Students of today… not only students, the young in general! Pfff… when I was young…

Take these two quotes, by famous people:

What is happening to our young people? They disrespect their elders, they disobey their parents. They ignore the law. They riot in the streets inflamed with wild notions. Their morals are decaying. What is to become of them?

&

I see no hope for the future of our people if they are dependent on the frivolous youth of today, for certainly all youth are reckless beyond words. When I was a boy, we were taught to be discrete and respectful of elders, but the present youth are exceedingly wise and impatient of restraint.”

This seems very fitting to our times, right? The first quote is attributed to Plato, 4th century BC, while the second is attributed to Hesiod, 8th century B.C. There are similar quotes dating from a papyrus of pharaonic Egypt of 3000 BC, or on a Babylonian clay tablet even older. If this shows a thing, it’s that “mature” generations always tend to see the replacing ones as worst than their own.
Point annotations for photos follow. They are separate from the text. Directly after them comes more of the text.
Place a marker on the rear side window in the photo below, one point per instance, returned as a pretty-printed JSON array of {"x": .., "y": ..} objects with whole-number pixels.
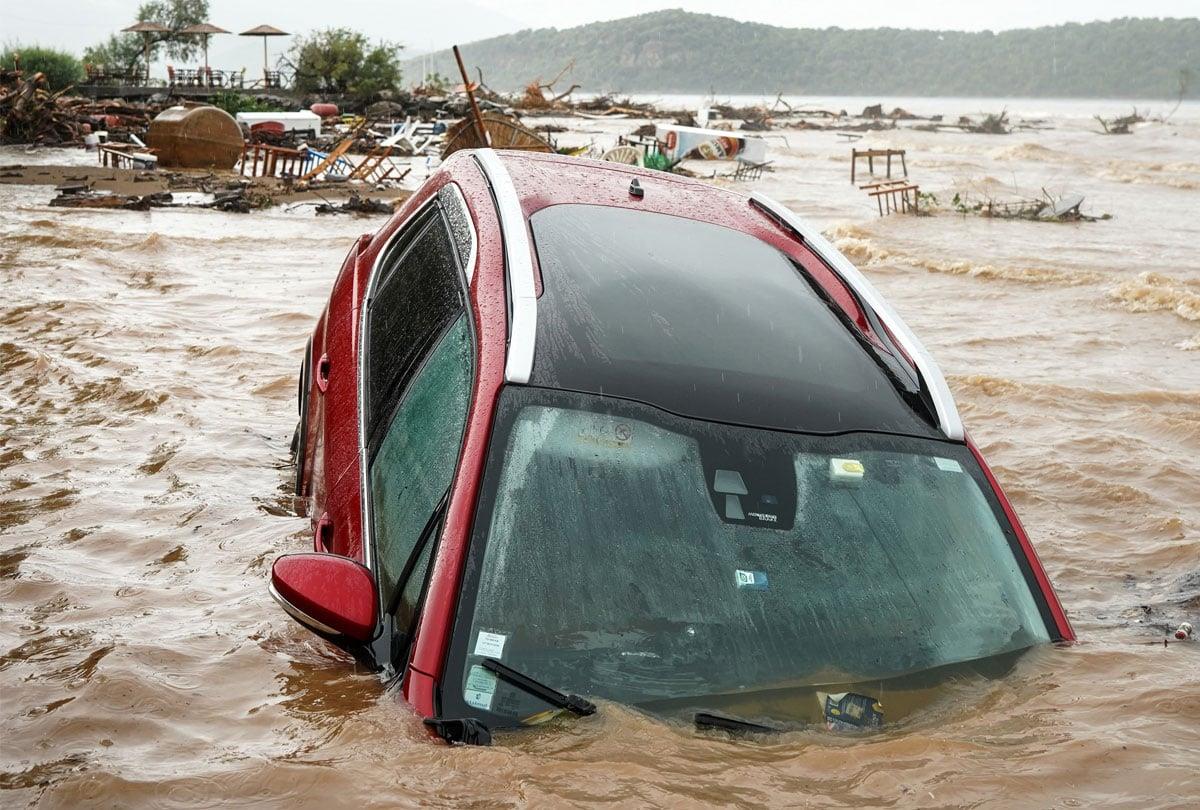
[
  {"x": 417, "y": 461},
  {"x": 417, "y": 295}
]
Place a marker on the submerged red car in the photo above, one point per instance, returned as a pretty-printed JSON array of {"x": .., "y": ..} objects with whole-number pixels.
[{"x": 575, "y": 430}]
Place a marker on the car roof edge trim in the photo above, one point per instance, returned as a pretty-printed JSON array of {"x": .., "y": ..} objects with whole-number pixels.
[
  {"x": 940, "y": 391},
  {"x": 519, "y": 268}
]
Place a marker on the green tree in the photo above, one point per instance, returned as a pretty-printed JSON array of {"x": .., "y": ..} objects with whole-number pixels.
[
  {"x": 119, "y": 49},
  {"x": 127, "y": 49},
  {"x": 343, "y": 61},
  {"x": 61, "y": 69}
]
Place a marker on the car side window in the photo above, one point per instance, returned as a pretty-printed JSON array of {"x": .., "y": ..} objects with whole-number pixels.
[
  {"x": 417, "y": 295},
  {"x": 417, "y": 459}
]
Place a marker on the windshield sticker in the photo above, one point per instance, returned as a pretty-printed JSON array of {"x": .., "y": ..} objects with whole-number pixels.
[
  {"x": 846, "y": 469},
  {"x": 948, "y": 465},
  {"x": 750, "y": 580},
  {"x": 850, "y": 711},
  {"x": 490, "y": 645},
  {"x": 480, "y": 688}
]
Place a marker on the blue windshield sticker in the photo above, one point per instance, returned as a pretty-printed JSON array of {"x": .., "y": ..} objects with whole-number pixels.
[
  {"x": 480, "y": 688},
  {"x": 750, "y": 580}
]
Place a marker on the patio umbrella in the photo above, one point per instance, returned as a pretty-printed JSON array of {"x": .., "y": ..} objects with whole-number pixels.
[
  {"x": 145, "y": 30},
  {"x": 204, "y": 30},
  {"x": 264, "y": 31}
]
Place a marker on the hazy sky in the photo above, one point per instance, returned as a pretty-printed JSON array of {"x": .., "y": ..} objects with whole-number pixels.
[{"x": 427, "y": 25}]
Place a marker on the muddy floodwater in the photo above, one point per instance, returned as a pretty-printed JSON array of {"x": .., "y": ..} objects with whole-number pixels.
[{"x": 148, "y": 402}]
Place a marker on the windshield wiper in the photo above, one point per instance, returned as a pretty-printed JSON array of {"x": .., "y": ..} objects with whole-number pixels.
[
  {"x": 706, "y": 720},
  {"x": 573, "y": 703}
]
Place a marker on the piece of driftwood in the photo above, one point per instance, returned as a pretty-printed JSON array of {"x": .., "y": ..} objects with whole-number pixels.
[{"x": 503, "y": 132}]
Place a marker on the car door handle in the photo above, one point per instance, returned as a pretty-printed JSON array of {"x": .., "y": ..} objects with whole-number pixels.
[
  {"x": 323, "y": 535},
  {"x": 323, "y": 372}
]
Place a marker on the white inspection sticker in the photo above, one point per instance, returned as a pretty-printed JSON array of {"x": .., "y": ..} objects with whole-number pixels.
[
  {"x": 490, "y": 645},
  {"x": 480, "y": 688}
]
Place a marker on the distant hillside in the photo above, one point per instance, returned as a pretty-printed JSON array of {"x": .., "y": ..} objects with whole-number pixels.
[{"x": 682, "y": 52}]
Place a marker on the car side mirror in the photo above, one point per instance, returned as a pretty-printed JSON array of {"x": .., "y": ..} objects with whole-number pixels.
[{"x": 331, "y": 595}]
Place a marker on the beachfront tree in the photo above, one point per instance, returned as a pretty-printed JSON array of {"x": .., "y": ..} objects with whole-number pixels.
[
  {"x": 343, "y": 61},
  {"x": 125, "y": 51}
]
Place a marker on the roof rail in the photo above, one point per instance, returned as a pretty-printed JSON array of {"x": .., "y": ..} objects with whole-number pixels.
[
  {"x": 517, "y": 268},
  {"x": 940, "y": 393}
]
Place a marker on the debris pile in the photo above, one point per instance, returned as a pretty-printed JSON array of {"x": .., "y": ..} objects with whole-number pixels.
[
  {"x": 1121, "y": 125},
  {"x": 1065, "y": 208},
  {"x": 30, "y": 113}
]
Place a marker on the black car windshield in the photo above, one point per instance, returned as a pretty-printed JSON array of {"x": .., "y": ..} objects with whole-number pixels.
[{"x": 627, "y": 553}]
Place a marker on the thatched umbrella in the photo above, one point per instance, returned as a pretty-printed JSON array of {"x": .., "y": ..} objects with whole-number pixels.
[
  {"x": 145, "y": 29},
  {"x": 203, "y": 30},
  {"x": 264, "y": 31}
]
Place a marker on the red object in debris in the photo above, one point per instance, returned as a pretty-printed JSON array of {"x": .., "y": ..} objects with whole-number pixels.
[{"x": 267, "y": 127}]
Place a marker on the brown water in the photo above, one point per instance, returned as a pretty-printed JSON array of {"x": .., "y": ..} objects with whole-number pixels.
[{"x": 148, "y": 402}]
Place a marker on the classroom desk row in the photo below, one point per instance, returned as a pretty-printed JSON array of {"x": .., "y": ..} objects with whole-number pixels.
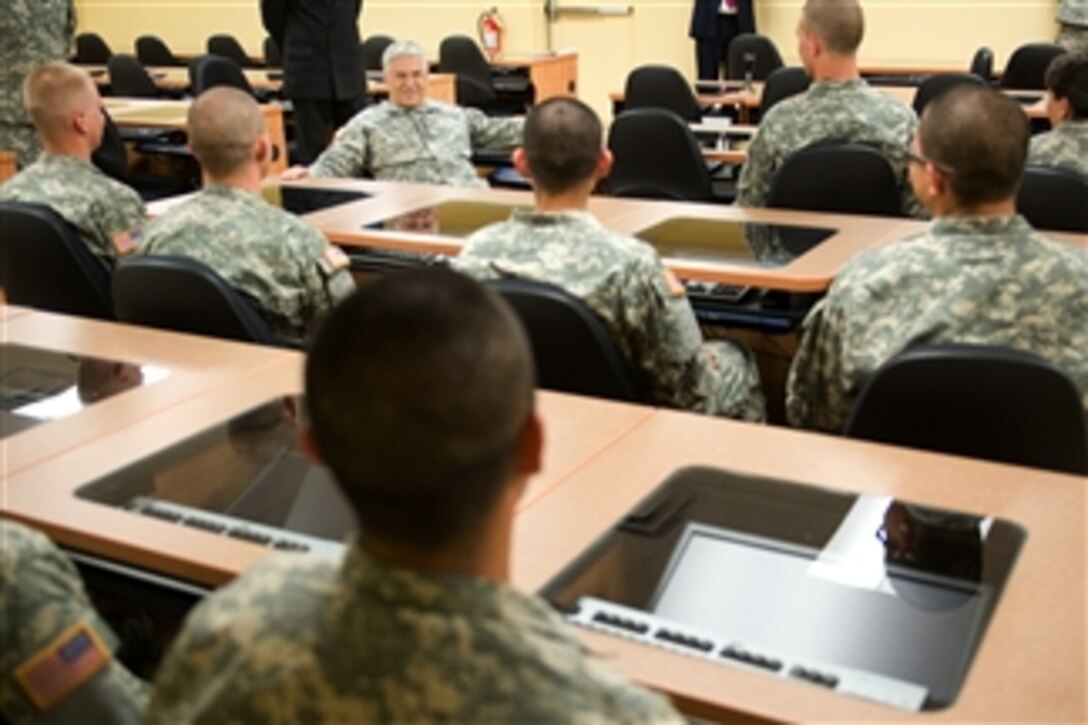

I cannot recall the number of times I’ve heard that students now were really bad at this or that, and that the general level of knowledge and competence had really decreased a lot. That in our generation students were stronger in science, more dedicated, more autonomous, working harder, …
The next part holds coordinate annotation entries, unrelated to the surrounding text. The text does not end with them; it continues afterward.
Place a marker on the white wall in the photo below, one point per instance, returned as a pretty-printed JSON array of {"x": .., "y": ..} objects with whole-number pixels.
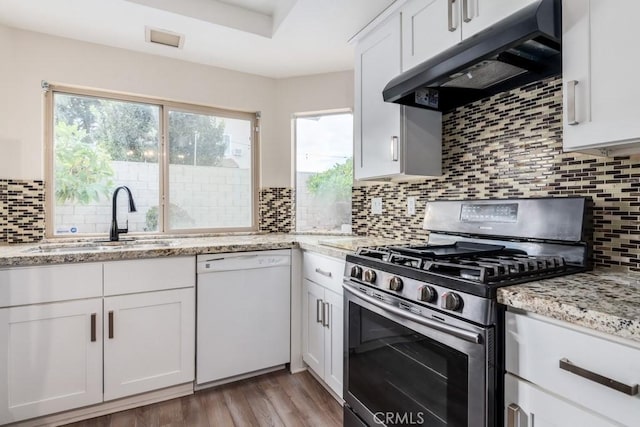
[
  {"x": 26, "y": 58},
  {"x": 321, "y": 92}
]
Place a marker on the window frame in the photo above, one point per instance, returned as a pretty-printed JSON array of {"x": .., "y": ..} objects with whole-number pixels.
[{"x": 164, "y": 106}]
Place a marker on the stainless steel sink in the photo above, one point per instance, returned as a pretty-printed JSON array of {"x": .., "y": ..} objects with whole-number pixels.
[{"x": 101, "y": 245}]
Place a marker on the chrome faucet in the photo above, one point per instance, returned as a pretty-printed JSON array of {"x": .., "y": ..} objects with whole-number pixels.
[{"x": 115, "y": 231}]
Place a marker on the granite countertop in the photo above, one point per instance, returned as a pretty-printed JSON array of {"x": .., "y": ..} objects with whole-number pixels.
[
  {"x": 604, "y": 300},
  {"x": 59, "y": 251}
]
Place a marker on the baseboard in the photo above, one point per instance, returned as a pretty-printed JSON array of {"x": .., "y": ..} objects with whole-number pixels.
[
  {"x": 326, "y": 386},
  {"x": 109, "y": 407},
  {"x": 238, "y": 377}
]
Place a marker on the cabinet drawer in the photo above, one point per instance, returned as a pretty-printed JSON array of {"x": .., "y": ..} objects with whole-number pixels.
[
  {"x": 533, "y": 403},
  {"x": 126, "y": 277},
  {"x": 324, "y": 271},
  {"x": 34, "y": 285},
  {"x": 535, "y": 349}
]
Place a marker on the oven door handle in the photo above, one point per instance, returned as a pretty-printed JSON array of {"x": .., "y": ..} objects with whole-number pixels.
[{"x": 442, "y": 327}]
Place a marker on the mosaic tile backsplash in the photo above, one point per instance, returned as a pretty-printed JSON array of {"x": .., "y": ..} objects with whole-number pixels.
[
  {"x": 510, "y": 145},
  {"x": 276, "y": 209},
  {"x": 21, "y": 211}
]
The truth is, previous generations of students have probably never known the current level of competitiveness and difficulty to get an academic position. As a result, most students now know very early on a lot on stats, how to program in R, how to write papers, how to present their results orally or analyse and criticise a scientific paper.

I’ve supervised perhaps over 75 students by now and few were bad. In fact, most were better skilled and more knowledgeable than I was at the same study level. My seven PhD students were all brilliant, and some were even stunningly bright and competent. I wouldn’t want to compete now for a job with this generation. Very few of us would.

This is a very nice thought: the science of tomorrow will be in good hands.

Especially with our generation as mentors (because without our wisdom, these little ungrateful pricks would do nothing good).